Oil prices push higher as Fed’s rate cut plan and shrinking US crude stockpile

Oil gained after the Federal Reserve signaled it still planned to cut interest rates this year, boosting risk appetite and hurting the dollar.

Global benchmark Brent rose above $86 a barrel following the biggest drop in about a month on Wednesday after it strayed into overbought territory. West Texas Intermediate was near $82. Fed officials maintained their outlook for three rate cuts this year after keeping policy steady on Wednesday. A weaker US currency tends to benefit commodities priced in the greenback.

Nationwide US crude inventories, meanwhile, dropped by 1.95 million barrels, shrinking for a second week to remain below the five-year seasonal average. A bigger-than-expected draw was also seen in gasoline holdings.

“While there are signs that the oil rally has run out of steam, oil and broader markets have taken some comfort in the Fed reiterating its forecast for three rate cuts this year,” said Warren Patterson, head of commodities strategy at ING Groep NV. Still, expec-tations for persistent inflation should act as a headwind for oil over the longer term, he said.

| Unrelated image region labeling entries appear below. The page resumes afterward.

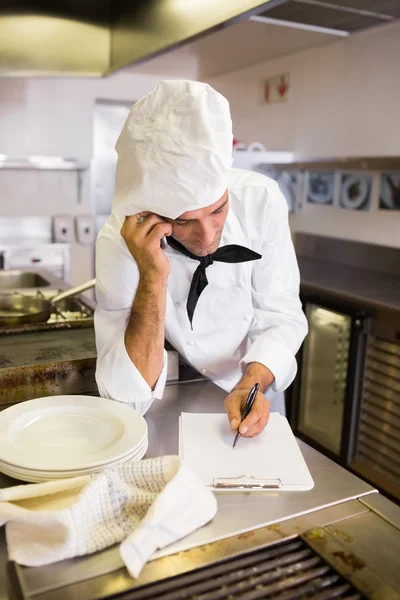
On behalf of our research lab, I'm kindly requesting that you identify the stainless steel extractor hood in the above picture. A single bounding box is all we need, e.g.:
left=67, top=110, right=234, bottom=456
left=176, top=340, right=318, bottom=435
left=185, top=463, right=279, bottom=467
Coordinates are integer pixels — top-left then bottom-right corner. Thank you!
left=0, top=0, right=400, bottom=77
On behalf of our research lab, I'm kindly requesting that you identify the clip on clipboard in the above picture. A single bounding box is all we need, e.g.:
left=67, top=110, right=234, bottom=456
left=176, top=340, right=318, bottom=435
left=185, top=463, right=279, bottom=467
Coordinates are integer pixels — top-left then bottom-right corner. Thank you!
left=179, top=413, right=314, bottom=493
left=213, top=475, right=282, bottom=490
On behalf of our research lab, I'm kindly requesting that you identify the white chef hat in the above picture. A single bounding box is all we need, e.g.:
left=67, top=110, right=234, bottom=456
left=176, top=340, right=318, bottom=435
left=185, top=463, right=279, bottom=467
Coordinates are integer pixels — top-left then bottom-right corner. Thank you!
left=112, top=80, right=233, bottom=219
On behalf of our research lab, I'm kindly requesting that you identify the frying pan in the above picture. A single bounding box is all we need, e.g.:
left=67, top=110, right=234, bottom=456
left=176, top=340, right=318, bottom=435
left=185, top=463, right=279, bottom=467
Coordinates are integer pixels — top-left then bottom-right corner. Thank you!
left=0, top=279, right=96, bottom=326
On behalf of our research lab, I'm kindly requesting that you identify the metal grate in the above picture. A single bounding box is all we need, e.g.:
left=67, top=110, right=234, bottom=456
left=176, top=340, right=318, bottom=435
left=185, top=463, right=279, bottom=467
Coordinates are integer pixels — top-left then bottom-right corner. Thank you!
left=118, top=537, right=364, bottom=600
left=259, top=0, right=400, bottom=32
left=356, top=336, right=400, bottom=484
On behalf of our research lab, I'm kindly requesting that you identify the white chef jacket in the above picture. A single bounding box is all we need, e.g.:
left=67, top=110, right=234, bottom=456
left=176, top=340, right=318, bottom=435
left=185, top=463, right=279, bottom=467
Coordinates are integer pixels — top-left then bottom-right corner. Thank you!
left=94, top=169, right=307, bottom=414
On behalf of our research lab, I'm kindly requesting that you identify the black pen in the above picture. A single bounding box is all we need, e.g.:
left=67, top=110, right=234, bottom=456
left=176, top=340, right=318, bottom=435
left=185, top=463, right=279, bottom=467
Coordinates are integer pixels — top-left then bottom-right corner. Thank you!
left=232, top=383, right=260, bottom=448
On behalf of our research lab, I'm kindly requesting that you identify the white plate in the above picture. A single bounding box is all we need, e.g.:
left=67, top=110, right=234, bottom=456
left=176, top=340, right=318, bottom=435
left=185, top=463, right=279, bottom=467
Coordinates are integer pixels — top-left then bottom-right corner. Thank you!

Crude has posted a double-digit percentage advance this year, breaking out of a narrow range in recent weeks, as OPEC+ extended production cuts. Geopolitical tensions including Ukrainian drone attacks on Russian refineries and rising transport costs due to strikes on ships in the Red Sea have also supported prices.

However, gains have been limited by surging supply from outside the cartel.